D’ici à 2025, l’Espagne devrait sortir du charbon. Une évolution rapide qui entraîne le déclin des bassins miniers. Mais les efforts pour amortir le choc social ne convainquent pas ceux qui voient leur univers disparaître. Reportage dans la ville minière d’Andorra.

Le 10/10/2021 par Alban Elkaim
De gauche à droite José Manuel, Ángel, Joaquín, Jose Juis, Antonio. Tous anciens mineurs de charbon.
De gauche à droite José Manuel, Ángel, Joaquín, Jose Luis, Antonio. Tous anciens mineurs de charbon. (Crédit : Alban Elkaïm)
De gauche à droite José Manuel, Ángel, Joaquín, Jose Luis, Antonio. Tous anciens mineurs de charbon. (Crédit : Alban Elkaïm)

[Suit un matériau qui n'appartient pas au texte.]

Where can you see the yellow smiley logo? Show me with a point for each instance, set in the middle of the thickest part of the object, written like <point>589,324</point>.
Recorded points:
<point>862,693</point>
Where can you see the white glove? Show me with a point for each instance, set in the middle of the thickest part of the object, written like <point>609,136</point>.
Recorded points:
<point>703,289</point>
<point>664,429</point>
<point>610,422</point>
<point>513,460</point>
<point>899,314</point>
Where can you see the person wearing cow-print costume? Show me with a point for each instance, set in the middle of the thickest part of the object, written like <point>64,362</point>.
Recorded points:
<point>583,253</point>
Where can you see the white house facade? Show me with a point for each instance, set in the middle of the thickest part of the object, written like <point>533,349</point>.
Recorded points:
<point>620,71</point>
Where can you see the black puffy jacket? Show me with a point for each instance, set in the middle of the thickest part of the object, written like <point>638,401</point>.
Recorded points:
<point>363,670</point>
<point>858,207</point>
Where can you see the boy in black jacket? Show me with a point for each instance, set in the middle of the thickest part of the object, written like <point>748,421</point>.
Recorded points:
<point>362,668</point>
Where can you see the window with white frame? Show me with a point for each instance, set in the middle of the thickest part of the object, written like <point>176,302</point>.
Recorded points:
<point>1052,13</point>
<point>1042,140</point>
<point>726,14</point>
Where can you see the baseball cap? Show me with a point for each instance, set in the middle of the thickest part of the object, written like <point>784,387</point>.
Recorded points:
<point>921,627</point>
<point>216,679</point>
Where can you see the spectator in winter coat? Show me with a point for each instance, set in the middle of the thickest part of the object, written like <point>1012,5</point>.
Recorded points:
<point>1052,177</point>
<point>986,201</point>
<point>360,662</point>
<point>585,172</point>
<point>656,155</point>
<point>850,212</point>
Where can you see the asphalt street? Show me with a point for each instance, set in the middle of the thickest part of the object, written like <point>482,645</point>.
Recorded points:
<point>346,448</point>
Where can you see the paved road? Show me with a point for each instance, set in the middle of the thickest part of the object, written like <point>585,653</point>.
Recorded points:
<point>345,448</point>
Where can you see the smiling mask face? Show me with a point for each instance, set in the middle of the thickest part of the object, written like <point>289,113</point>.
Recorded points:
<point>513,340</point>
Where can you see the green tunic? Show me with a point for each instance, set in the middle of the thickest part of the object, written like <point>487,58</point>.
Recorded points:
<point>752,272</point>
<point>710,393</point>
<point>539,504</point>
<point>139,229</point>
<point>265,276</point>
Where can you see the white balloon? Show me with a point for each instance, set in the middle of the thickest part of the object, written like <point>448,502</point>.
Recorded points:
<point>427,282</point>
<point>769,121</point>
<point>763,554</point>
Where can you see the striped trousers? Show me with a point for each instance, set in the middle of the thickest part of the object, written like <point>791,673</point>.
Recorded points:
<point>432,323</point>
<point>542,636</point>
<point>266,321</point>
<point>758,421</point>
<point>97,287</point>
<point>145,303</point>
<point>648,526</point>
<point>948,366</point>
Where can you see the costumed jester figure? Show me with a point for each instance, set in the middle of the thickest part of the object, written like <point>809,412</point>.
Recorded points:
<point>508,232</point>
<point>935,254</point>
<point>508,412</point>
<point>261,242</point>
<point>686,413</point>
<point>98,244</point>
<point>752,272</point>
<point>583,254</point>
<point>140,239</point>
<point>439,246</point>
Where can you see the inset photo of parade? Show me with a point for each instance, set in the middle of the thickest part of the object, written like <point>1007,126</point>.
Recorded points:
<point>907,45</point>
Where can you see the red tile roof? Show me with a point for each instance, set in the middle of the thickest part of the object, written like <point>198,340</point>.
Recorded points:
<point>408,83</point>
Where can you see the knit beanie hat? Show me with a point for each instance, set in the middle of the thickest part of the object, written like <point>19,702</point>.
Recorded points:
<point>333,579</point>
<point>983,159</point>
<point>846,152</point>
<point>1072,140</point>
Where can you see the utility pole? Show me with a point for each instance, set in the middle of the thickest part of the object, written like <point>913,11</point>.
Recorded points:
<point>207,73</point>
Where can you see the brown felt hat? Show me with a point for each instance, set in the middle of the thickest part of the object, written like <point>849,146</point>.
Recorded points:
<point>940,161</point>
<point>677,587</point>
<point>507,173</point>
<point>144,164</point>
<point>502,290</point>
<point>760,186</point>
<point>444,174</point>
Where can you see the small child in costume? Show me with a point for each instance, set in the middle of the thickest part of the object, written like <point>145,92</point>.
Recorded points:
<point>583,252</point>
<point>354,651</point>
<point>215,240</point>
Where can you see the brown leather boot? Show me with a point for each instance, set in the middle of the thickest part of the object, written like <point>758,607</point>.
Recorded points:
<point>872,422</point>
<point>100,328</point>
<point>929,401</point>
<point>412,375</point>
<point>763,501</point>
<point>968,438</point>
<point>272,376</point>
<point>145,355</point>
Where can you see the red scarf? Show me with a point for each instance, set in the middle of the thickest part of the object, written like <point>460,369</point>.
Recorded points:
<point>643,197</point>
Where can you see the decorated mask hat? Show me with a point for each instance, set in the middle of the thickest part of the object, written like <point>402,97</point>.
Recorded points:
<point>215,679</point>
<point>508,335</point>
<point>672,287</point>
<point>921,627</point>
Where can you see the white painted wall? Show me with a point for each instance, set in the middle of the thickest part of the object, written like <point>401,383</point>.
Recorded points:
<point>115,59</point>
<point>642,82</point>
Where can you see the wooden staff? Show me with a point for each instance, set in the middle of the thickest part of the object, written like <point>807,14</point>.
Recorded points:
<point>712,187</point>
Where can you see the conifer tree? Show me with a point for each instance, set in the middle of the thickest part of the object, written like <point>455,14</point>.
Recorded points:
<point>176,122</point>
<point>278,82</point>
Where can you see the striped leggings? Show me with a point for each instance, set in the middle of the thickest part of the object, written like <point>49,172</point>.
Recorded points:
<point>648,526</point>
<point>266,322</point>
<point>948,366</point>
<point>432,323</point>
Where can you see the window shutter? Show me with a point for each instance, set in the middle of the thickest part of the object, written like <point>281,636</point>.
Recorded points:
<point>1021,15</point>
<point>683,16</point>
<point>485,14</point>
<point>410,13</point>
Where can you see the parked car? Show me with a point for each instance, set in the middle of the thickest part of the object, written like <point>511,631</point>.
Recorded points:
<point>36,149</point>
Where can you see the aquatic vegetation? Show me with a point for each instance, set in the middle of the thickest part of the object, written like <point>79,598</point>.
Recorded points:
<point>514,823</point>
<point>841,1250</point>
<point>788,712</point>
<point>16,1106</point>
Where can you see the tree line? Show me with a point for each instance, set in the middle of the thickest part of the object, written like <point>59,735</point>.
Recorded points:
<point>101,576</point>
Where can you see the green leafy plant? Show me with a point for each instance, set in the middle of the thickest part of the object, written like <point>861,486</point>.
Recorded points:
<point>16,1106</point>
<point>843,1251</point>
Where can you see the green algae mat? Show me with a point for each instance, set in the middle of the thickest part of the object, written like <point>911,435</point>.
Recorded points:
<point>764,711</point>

Être mineur, ça voulait dire quelque chose”, regrette José Juárez, sous l’œil fatigué d’une tourelle de métal rouillée qui servait jadis à remonter le charbon via un système de rails souterrains. Le site devait être une gare d’où partirait le précieux minerai noir. C’est aujourd’hui un musée. Le MWINAS raconte l’histoire de l’industrie minière et des soldats du charbon dans la petite ville d’Andorra, perdue au milieu de “l’Espagne vide”, dans la région d’Aragon. Aujourd’hui, il ne reste plus que quelques reliques derrière une vitrine, des photos en noir et blanc et une foule de souvenirs.

Car l’Espagne sort du charbon. Au début de l’été 2020, une vague de fermeture de centrales thermiques et la conjoncture ont mis les experts d’accord : le royaume pourra totalement se passer du charbon pour sa production électrique avant 2025. Une sortie particulièrement rapide, dans un pays où 13,5 % de l’électricité venait du minerai noir en 2018. Et moins de 4 % en 2020. 

Cette vague a emporté avec elle l’énorme centrale « Teruel”, dans la commune d’Andorra, où quelque 255 employés travaillaient encore début 2020.

Pour amortir le choc, Endesa, société qui exploite le charbon ici depuis des décennies, a lancé le plus grand programme de reconversion d’une centrale thermique en site de production d’énergie renouvelable en Espagne. Le plan “Futur-e”. L’entreprise prévoit “un investissement de 1 427 millions d’euros” pour installer “1 725 mégawatts (MW) de capacité de production. 1 585 en photovoltaïque et 140 en éolien, d’ici à 2026”, selon son service de communication. Elle promet “4 014 emplois durant l’étape de construction et 138 durant plus de 25 ans dans les activités d’exploitation et de maintenance.” 

La transition, écologique et juste ?

José Juárez devant un vieux cheval, structure métallique qui servait à monter ou descendre le charbon, matériel et travailleurs dans les mines de fond. (Crédit : Allban Elkaïm)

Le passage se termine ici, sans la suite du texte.